Второе собрание анконских любителей герметических наук в поместье мага и чародея графа Мантильери закончилось неожиданно. Прекрасная и страшная донна Мария делла Кираллино, с напудренным бледным, как мел лицом, обратилась к публике с предложением связать графа Мантильери, чтобы тот смог продемонстрировать своё чудесное умение развязывать верёвки силой мысли. Ничего не подозревающий Мантильери Иржи Благович был крепко связан, после чего донна Мария достала из бисерного ридикюля большой складной нож и отрезала Мантильери голову. Гости бросились бежать. Черногорская девушка Инфапассьёни была продана в рабство, а донна Мария безо всяких объяснений отплыла на корабле и покинула Анкону навсегда.

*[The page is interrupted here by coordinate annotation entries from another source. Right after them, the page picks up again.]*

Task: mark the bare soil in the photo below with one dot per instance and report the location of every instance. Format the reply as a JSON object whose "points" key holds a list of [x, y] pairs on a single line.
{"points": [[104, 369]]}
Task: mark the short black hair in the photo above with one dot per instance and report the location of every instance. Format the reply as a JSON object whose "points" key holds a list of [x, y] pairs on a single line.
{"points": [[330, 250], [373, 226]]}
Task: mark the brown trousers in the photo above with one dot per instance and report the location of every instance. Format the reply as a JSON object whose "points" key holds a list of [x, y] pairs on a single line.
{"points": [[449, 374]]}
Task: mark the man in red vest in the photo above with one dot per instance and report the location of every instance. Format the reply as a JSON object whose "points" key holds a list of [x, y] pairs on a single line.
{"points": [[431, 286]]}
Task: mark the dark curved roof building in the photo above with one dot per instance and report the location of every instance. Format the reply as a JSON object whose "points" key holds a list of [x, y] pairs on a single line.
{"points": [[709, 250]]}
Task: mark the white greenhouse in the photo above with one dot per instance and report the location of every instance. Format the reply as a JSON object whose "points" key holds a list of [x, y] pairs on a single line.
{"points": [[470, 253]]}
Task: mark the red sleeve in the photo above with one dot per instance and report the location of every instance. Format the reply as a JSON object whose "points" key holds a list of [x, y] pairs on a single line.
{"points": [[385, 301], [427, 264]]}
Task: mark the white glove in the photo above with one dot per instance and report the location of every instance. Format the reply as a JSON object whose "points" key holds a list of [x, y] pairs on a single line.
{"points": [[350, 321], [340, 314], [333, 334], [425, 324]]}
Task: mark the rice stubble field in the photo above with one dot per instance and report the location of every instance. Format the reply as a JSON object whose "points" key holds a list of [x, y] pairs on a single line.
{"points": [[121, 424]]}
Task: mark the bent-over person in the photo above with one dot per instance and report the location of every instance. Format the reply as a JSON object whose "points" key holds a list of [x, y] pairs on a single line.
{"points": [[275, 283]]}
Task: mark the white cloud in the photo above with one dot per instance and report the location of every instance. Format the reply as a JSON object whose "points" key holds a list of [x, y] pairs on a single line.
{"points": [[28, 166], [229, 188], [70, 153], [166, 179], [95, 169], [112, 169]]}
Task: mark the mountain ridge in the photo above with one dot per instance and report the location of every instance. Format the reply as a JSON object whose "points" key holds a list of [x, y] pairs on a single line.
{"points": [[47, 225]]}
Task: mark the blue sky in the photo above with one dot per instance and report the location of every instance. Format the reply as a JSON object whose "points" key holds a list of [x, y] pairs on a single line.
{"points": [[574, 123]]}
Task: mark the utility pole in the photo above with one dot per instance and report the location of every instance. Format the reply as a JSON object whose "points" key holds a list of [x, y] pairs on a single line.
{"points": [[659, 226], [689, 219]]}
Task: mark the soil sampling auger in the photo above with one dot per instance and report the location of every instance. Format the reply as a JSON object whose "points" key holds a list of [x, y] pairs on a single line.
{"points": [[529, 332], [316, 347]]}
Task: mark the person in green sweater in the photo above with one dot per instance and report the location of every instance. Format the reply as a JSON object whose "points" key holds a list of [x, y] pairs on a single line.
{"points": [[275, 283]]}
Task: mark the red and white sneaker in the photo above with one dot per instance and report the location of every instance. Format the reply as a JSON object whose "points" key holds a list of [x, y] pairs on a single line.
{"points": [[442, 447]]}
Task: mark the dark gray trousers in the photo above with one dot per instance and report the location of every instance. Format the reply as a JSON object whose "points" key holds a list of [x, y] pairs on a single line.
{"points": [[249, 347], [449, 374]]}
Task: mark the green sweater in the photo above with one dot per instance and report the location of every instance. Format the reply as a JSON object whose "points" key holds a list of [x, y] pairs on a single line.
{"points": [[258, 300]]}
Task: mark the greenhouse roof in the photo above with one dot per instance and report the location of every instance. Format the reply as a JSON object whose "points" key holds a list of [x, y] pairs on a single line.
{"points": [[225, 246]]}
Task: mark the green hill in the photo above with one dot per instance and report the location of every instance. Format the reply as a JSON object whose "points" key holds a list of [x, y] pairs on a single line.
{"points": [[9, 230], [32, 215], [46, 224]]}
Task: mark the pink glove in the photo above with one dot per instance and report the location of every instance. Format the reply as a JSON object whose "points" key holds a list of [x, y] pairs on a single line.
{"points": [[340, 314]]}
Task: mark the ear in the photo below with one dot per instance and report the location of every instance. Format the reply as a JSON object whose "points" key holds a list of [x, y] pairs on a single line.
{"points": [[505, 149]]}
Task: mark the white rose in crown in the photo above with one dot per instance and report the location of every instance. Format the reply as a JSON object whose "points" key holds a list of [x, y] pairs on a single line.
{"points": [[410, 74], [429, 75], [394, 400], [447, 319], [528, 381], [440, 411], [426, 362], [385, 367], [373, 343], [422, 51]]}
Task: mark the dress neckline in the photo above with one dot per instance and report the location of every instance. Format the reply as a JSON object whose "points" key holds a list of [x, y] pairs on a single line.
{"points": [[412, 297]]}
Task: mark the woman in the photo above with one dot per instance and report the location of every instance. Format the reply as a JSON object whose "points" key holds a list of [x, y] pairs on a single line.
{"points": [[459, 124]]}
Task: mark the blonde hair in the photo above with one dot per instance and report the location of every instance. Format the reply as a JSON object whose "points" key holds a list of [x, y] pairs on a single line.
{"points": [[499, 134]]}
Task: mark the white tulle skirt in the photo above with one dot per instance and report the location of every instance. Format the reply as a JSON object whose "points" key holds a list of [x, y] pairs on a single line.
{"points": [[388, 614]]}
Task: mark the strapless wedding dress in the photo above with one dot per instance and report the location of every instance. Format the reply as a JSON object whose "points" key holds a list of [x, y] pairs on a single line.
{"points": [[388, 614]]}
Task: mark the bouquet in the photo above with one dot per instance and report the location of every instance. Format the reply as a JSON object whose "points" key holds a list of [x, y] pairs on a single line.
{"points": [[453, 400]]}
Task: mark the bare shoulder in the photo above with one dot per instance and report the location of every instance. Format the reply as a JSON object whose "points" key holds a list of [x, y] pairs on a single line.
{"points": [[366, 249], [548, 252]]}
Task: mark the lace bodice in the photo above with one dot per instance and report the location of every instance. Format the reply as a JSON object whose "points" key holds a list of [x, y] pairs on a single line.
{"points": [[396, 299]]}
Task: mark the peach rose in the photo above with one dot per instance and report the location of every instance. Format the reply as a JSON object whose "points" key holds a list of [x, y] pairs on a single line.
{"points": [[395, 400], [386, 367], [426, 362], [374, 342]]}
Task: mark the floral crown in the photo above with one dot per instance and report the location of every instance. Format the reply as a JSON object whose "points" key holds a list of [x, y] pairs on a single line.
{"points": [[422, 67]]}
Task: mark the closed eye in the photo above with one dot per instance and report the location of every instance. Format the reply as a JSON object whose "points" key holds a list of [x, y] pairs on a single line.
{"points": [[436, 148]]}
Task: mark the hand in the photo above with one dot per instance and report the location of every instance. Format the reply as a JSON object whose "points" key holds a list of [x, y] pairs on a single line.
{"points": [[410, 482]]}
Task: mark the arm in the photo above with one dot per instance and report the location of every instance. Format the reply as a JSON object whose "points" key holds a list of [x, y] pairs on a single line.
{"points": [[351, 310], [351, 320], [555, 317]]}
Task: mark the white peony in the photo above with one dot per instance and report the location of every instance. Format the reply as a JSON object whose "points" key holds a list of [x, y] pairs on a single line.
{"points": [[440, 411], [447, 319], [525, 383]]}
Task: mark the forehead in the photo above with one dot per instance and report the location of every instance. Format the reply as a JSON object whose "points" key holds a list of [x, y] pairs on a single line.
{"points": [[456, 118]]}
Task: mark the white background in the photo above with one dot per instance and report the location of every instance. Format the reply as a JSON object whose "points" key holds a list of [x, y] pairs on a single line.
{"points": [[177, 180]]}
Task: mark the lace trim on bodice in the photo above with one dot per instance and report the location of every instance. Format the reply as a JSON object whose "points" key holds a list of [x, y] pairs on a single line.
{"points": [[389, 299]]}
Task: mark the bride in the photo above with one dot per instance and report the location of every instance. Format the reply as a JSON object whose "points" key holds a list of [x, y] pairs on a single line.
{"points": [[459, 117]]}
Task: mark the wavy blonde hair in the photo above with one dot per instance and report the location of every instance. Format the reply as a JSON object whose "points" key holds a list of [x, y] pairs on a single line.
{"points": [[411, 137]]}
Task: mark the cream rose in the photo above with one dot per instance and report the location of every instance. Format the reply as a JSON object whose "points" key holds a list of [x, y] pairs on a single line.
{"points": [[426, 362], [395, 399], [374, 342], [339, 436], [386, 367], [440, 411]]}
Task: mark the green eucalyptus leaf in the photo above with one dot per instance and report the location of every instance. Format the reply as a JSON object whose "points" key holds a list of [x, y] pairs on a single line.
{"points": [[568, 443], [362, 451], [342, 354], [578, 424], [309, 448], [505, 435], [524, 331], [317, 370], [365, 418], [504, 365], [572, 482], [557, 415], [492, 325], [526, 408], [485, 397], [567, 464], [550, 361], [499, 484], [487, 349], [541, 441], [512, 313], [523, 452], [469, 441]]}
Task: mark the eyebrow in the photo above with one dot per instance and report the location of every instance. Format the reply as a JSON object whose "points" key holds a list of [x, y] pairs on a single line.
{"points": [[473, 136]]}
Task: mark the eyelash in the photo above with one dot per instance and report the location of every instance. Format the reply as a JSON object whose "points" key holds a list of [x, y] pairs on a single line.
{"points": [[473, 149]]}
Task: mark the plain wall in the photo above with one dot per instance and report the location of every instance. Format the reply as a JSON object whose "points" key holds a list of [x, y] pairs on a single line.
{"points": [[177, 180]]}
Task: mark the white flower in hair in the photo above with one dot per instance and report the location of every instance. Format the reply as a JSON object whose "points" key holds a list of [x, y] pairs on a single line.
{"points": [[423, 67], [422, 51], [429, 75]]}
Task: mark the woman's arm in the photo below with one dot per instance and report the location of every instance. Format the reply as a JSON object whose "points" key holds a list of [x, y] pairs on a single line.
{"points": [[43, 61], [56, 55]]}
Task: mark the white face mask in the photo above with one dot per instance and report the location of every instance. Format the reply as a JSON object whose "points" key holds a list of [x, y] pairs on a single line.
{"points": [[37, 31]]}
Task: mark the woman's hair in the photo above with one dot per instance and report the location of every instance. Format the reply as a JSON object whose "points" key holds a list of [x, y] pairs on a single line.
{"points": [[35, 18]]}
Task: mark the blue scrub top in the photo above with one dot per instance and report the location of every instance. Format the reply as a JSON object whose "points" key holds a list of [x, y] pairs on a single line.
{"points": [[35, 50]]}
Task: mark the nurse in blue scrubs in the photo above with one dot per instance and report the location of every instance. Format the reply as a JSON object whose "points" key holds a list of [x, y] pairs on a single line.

Говорили, что корабль этот потонул в Эгейском море. Возможно это правда. Донну Марию делла Кираллино больше никто не видел.

Франческа-Бланш прислала мне письмо с фельдъегерем. «Привет, Феру, — писала она, — поздравь, теперь я сестра скандально известного художника».

Теперь я много рисовал. Это было моим настоящим счастьем. Я любил запах сырого левкаса, скипидара, льняного масла, запах полотна, яичного желтка и домарного лака. Это счастье, это моё ремесло, то единственное, что я на самом деле умею делать превосходно.

Я писал красками днём и рисовал контуры при свете фонаря. Я рисовал, был счастлив, рисовал до полной усталости, до прыгающих пятен, до искр и вспышек в глазах. Я был влюблён в красавицу Дикиму, много рисовал, заглядывался на дочку карандашного мастера, и жизнь, казалось, бежала мне навстречу, радостно крича, сияя глазами и распахнув объятия.

В то лето стояла замечательная жара. Я рисовал. Всё было отлично. Всё было просто очень хорошо!